Sen. David Perdue Talks COVID-19 Relief, School Reopening Plans
While the U.S. Senate is in August recess, Sen. David Perdue is traveling across the state meeting with Georgia business owners who have benefited from a massive coronavirus relief package passed by Congress earlier this year.
Perdue, who is running for reelection this year, said in an interview that the Paycheck Protection Program was a lifeline for companies that were trying to stay afloat during the beginning of the pandemic.
"In Georgia, we've saved about 1.5 million jobs because of the PPP program," Perdue said. "I've been in places like Valdosta, Atlanta and Smyrna talking to people who have taken these loans."
More than $14 billion in forgivable loans were administered to 156,000 Georgia businesses, covering 86% of the state's small business payroll, according to data from the U.S. Small Business Administration.
In Valdosta last week, Perdue visited Friends Grille+Bar, part of a three-restaurant group that laid off 75% of its employees at the start of the coronavirus pandemic but was able to bring them all back thanks to the PPP.
Congressional negotiations over a new round of COVID-19 relief are currently stalled, but Perdue said his conversations with business owners only strengthens his determination to find a solution soon.
"We're having some political difficulties, but we want to make sure that the small businesses that have survived the first few months of this have enough to come back," he said. "You've got a health crisis first and, because of that, we shut the economy down to try and deal with it. ... That created an economic crisis."
Perdue pointed to recent jobs numbers that show 7.5 million jobs added back in May and June, mostly from previously displaced workers that benefited from the federal government's assistance.
He supports the HEALS Act, a new Republican Senate proposal that contains similar elements to the CARES Act, like direct payments to Americans and more money for testing and small businesses.
"It is going to have to be a bipartisan solution between primarily Democrats in the House and Republicans in the Senate," he said. "But we're focused on jobs. This is what the whole thing has been about all along, we want to protect jobs!"
The next phase of handling the coronavirus pandemic is school reopening, Perdue said, and something that goes "hand in glove" with restarting the economy.
"I don't want the federal government dictating or determining how a local school system operates," he said. "But there are things the federal government can do."
His proposal for the Safely Creating Healthy Opening Options Locally, or SCHOOL Act, is a $50 billion program that would give grants to systems for personal protective equipment, more testing and better communication for systems to share best practices and virus information with students and parents.
"Eighty percent of our deaths are north of 65 years of age, and a high percentage of those have comorbidities," Perdue said. "Having said that, we know that children interact with their parents and adults all the time, so this is something we have to look at in a holistic way."
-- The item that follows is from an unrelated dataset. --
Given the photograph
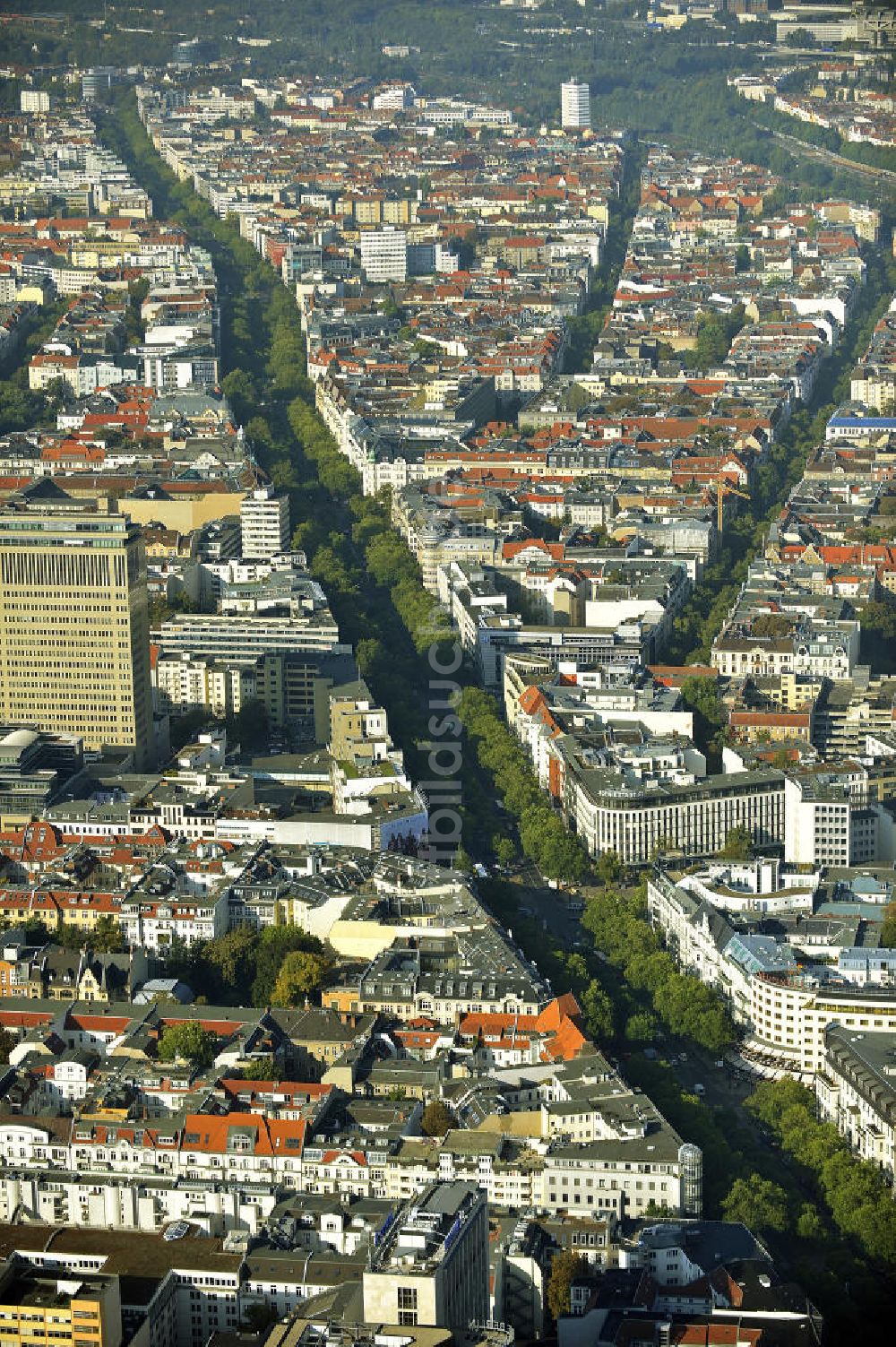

School systems across the state have taken different paths toward starting the academic year, ranging from online only to in-person instruction, and nearly all of those methods have encountered hiccups. Perdue said the variety of decisions makes funding for rural broadband, telehealth and education even more important.
Finally, Perdue said Georgians should feel confident in the preparation state and local elections officials are making for the November general election.
"I want every single eligible voter in Georgia to vote, because that's what a representative democracy assumes," he said. "And the way you do that is you have a flexible system that allows everybody wherever they are to be able to vote."
Perdue faces a tight race with Democrat Jon Ossoff this November, one of several closely watched Senate contests that could decide control of the upper chamber. Libertarian Shane Hazel is also on the ballot.
Perdue, who has voted by mail in recent elections, also said concerns over the Postal Service's ability to handle a crush of absentee ballots is a "distraction."
Georgia has three weeks of in-person early voting, no-excuse absentee-by-mail voting and Election Day voting.